Forward Guidance in the Yield Curve: Short Rates versus Bond Supply
by Robin Greenwood, Samuel G. Hanson, and Dimitri Vayanos
Executive Summary — Since late 2008, central banks have been conducting monetary policy through two primary instruments: quantitative easing (QE), in which they buy long-term government bonds and other long-term securities, and “forward guidance,” in which they guide market expectations about the path of future short rates.

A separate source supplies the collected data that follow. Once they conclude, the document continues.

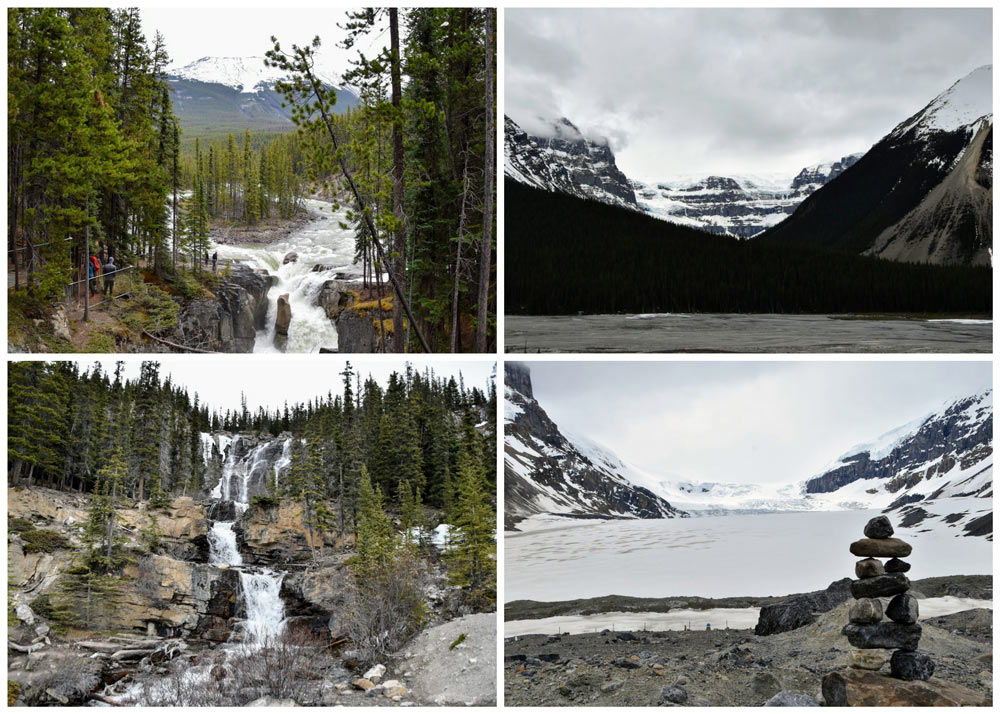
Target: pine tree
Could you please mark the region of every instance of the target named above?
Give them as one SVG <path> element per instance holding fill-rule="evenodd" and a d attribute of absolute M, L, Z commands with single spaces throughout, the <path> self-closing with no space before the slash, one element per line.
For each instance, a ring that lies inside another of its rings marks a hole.
<path fill-rule="evenodd" d="M 372 486 L 368 469 L 361 467 L 358 485 L 358 526 L 356 554 L 351 559 L 351 570 L 361 581 L 380 572 L 392 559 L 396 550 L 392 523 L 385 512 L 382 489 Z"/>
<path fill-rule="evenodd" d="M 490 610 L 496 606 L 496 514 L 479 470 L 464 451 L 456 490 L 448 579 L 477 609 Z"/>

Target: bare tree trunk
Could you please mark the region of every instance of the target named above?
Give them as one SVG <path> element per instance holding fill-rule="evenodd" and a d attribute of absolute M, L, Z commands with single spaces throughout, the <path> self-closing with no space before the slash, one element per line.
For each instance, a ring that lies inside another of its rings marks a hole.
<path fill-rule="evenodd" d="M 485 196 L 483 201 L 483 243 L 479 251 L 479 312 L 476 316 L 476 352 L 486 351 L 486 321 L 490 298 L 490 263 L 493 258 L 493 182 L 494 154 L 493 139 L 496 110 L 493 108 L 493 55 L 494 22 L 493 9 L 486 10 L 486 161 Z"/>
<path fill-rule="evenodd" d="M 465 238 L 465 201 L 469 196 L 469 147 L 465 147 L 465 166 L 462 169 L 462 212 L 458 219 L 458 247 L 455 249 L 455 285 L 451 294 L 451 351 L 458 352 L 458 284 L 462 269 L 462 241 Z"/>
<path fill-rule="evenodd" d="M 396 218 L 395 254 L 392 259 L 392 270 L 396 282 L 402 286 L 403 270 L 406 265 L 406 230 L 403 227 L 403 117 L 402 95 L 403 86 L 399 61 L 399 10 L 389 8 L 389 53 L 390 74 L 392 77 L 392 213 Z M 398 300 L 392 303 L 392 349 L 400 354 L 403 352 L 403 308 Z"/>

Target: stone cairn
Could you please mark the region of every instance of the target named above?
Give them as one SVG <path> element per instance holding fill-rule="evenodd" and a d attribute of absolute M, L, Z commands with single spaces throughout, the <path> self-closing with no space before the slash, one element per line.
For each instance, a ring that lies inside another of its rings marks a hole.
<path fill-rule="evenodd" d="M 848 658 L 855 669 L 880 670 L 888 660 L 889 674 L 907 681 L 926 680 L 934 674 L 934 662 L 917 649 L 921 627 L 917 622 L 917 598 L 910 592 L 905 573 L 910 564 L 900 560 L 912 547 L 893 538 L 889 519 L 879 516 L 868 521 L 865 537 L 851 543 L 851 553 L 863 558 L 854 566 L 858 579 L 851 583 L 856 602 L 851 606 L 850 623 L 844 627 L 847 641 L 857 649 Z M 879 558 L 889 558 L 885 564 Z M 879 598 L 889 598 L 884 614 Z M 894 650 L 892 656 L 888 650 Z"/>

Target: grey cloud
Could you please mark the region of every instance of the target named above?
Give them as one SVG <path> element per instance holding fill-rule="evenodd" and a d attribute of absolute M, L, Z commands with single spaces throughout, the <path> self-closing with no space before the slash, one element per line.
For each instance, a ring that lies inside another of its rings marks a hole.
<path fill-rule="evenodd" d="M 505 16 L 507 113 L 603 132 L 623 170 L 647 180 L 791 175 L 864 151 L 992 58 L 989 9 Z"/>

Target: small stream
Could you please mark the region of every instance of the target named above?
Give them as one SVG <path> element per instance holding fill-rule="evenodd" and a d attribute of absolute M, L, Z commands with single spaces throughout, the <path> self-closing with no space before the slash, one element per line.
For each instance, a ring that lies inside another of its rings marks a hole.
<path fill-rule="evenodd" d="M 320 347 L 336 348 L 337 331 L 316 298 L 323 284 L 336 273 L 360 275 L 354 263 L 354 230 L 341 228 L 347 221 L 344 209 L 333 211 L 333 204 L 306 199 L 303 202 L 314 220 L 274 243 L 213 243 L 219 259 L 239 260 L 252 268 L 266 270 L 278 280 L 267 294 L 266 328 L 257 331 L 254 352 L 281 352 L 274 345 L 274 320 L 278 296 L 288 294 L 292 321 L 288 328 L 285 352 L 319 352 Z M 298 260 L 283 263 L 288 253 Z M 327 270 L 312 272 L 316 265 Z"/>

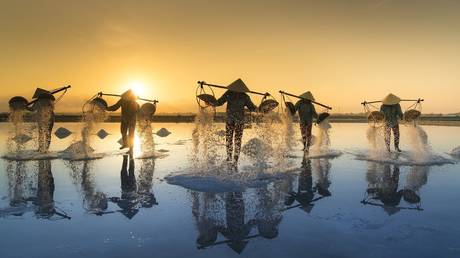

This paper analyzes the effects of forward guidance on both short rates and QE. Results show that forward guidance on QE tends to impact longer maturities than forward guidance on short rates, even when expectations about bond purchases by the central bank concern a shorter horizon than expectations about future short rates.
We present a model of the yield curve in which the central bank can provide market participants with forward guidance on both future short rates and on future Quantitative Easing (QE) operations, which affect bond supply. Forward guidance on short rates works through the expectations hypothesis, while forward guidance on QE works through expected future bond risk premia. If a QE operation is expected to be undone in the near term, then its announcement will have a hump-shaped effect on the yield and forward-rate curves; otherwise the effect may be increasing with maturity. Humps associated to QE announcements typically occur at maturities longer than those associated to short-rate announcements, even when the effects of the former are expected to last over a shorter horizon. We use our model to re-examine the empirical evidence on QE announcements in the United States.